Since then, at the time of writing, ES is down 45 handles, which is a clear break down. Are the US indices now resolving to the downside? Not quite yet in my view.
There is also the reality that any big bull or bear setup, like an H&S pattern or a flag, can break in the other direction, and the most likely time to see that on both is just after the first break. When any decent quality H&S breaks down (or up), there are two clear options, the first being that price breaks down (or up) towards the H&S target, and the second being that price rejects back up towards the top of the H&S head, undoing the reversal pattern, with the break over the right shoulder high being the point at which the H&S pattern has failed.
So how’s that looking here? Well on SPX the H&S I have been watching form for the last few weeks broke down with a target in the 5550 area on Friday afternoon, and if price follows through with a sustained move down today, then that is the target I will be looking for.
We can already see possible hourly buy signals brewing on the futures for the US indices, and we could see similar buy signals forming on SPX on a lower low under Friday’s low in the first hour this morning.

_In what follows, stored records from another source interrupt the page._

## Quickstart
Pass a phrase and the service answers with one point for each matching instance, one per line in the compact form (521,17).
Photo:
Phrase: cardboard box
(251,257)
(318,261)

If those fix that will be bullish and, on a break over the right shoulder high at 6049.75, the H&S would fail with a target at a retest of the all time high at 6099.97.

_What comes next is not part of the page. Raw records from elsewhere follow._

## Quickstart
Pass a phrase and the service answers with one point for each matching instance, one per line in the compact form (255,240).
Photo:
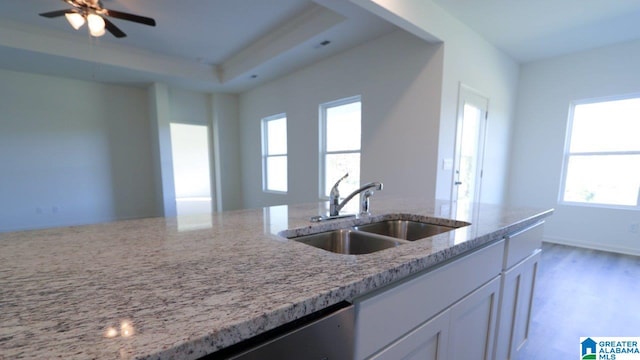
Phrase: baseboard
(590,245)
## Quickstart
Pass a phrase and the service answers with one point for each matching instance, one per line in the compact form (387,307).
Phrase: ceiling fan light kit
(92,12)
(76,20)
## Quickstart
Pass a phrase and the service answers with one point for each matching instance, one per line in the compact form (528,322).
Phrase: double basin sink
(371,237)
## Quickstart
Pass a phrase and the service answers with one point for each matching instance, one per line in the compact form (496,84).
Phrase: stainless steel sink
(348,241)
(404,229)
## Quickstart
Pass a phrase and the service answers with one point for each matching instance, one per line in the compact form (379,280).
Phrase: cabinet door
(473,322)
(516,305)
(427,342)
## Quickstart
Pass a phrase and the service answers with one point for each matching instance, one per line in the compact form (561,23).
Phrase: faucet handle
(335,193)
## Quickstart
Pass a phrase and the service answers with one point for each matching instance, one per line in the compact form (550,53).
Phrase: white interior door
(469,152)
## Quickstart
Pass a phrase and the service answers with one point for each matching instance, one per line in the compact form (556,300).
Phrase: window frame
(264,135)
(323,139)
(567,154)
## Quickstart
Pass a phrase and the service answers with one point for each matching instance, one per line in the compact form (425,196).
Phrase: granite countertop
(180,288)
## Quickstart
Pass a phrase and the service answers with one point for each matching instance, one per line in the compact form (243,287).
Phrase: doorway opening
(191,168)
(469,151)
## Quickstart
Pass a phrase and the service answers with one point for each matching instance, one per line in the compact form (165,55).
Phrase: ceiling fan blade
(113,29)
(130,17)
(56,13)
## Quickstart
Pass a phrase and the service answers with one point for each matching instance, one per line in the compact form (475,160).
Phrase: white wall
(399,79)
(72,152)
(468,59)
(546,89)
(226,151)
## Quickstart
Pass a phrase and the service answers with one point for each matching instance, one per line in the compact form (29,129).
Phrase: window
(340,145)
(602,160)
(274,154)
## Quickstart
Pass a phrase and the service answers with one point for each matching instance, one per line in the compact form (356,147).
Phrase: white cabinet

There is more though. It sometimes happens that more than one pattern forms as an H&S is forming, and in this case a possible bull flag wedge has also formed with the (red) declining resistance trendline currently in the 6000 area. On a break over that I would be leaning heavily towards an all time high retest.
SPX 60min chart:
As I was showing in my last post, there is no obvious topping pattern on the Qs and there is a very decent quality bull flag, which was testing the flag trendline I showed late December at the lows on Friday. If that breaks up (70%) then the target will be at a retest of the all time high there. If the flag breaks down (30%) and follows through on that break, then the bull flag was a disguised topping pattern, and the target would be in the 467.50 area, close to the 61.8% fib retracement of the move up from the August low.

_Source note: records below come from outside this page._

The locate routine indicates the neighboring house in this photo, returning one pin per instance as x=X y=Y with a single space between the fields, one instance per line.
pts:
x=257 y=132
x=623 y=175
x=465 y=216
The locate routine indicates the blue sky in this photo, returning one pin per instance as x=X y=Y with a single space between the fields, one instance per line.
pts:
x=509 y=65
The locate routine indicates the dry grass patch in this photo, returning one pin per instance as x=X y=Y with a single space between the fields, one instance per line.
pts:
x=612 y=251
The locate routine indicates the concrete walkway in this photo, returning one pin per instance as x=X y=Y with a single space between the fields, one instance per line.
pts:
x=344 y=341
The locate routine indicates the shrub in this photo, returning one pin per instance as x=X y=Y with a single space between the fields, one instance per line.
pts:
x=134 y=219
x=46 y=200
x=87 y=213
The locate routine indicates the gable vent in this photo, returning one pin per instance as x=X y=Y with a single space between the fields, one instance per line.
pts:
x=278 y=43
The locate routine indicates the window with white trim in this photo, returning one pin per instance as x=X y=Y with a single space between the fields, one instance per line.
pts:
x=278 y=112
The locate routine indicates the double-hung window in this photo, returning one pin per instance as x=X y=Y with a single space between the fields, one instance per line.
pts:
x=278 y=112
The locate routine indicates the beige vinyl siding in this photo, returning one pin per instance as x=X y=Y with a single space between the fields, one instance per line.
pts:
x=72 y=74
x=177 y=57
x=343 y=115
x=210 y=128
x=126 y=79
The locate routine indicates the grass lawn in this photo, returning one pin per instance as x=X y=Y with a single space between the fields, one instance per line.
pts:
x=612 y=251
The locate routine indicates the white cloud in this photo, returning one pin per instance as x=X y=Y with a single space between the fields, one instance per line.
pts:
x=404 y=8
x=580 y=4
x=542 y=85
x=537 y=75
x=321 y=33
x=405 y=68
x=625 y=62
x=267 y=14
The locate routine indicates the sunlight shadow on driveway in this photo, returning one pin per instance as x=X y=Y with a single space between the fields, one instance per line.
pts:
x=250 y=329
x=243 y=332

As with SPX, breaks below the Friday lows this morning could set possible hourly RSI 14 and RSI 5 buy signals brewing on QQQ.
QQQ 60min chart:
On DIA there is also no obvious topping pattern, and there is also a possible bull flag wedge forming. In addition the low on Friday was a test and slight break of rising support from the late October 2023 low. A break up from the flag would have a clear target at a retest of the all time high at 450.25.
If we see a break down and follow through today then the flag target would be in the 386.5 area, retracing most of the move up from the August low, and a little under 50% of the move up from the late October 2023 low.
A lower low this morning could set a possible hourly RSI 5 buy signal brewing.
DIA 60min chart:
In my last two posts I mentioned the double top on IWM that had broken down with a target in the 206-9 range, and that is still very much in play. The double bottom that has broken up in my last post failed back into the lows and IWM also now has a decent quality bull flag forming, and also tested the rising support trendline from the late October 2023 low at the low on Friday.
The setup here on IWM is similar to the one on DIA, but with more targets, as a possible H&S has also formed and broken down on Friday, with last week’s failed double bottom being the right shoulder on that H&S. On a hard break down today the flag target would be in the 187.5 area.
A lower low this morning could set a possible hourly RSI 5 buy signal brewing.
IWM 60min chart:
I was saying in my last post that SPX needed to convert back over the daily middle band and it failed there again. It’s not too late for that to change but this is the point of decision for these scenarios. If SPX heads down instead then the daily bollinger bands are now expanding and should expand rapidly as that downmove progresses. For today I have the daily 3sd lower band a hundred handles or so below Friday’s close, and if SPX makes it down there today, the 3sd lower band might by then be a further 25-50 handles lower. There is now plenty of room to the downside.
SPX daily chart:
Price will give us the decision on the way this breaks, and likely we see that decision today or tomorrow at the latest. My lean is somewhat in favor of the bear scenario, but I wouldn’t be at all surprised to see a break up. If we do see retests of the all time highs on SPX, NDX, and Dow, then those retests may well make the second highs of double top patterns to deliver a similar downmove to the one I’ve been looking at today after those high retests.
I’m leaning towards a weak first half of 2025 and new all time highs later in the year, very possibly as a topping process for a much more significant high. Whichever way this breaks would be fine for that scenario.
One way or another I think we’ll be seeing lower soon and I’m not expecting this to be a good year for US equities. The last two years have been banner years for US equities. A third straight year of these kinds of gains looks like a big stretch.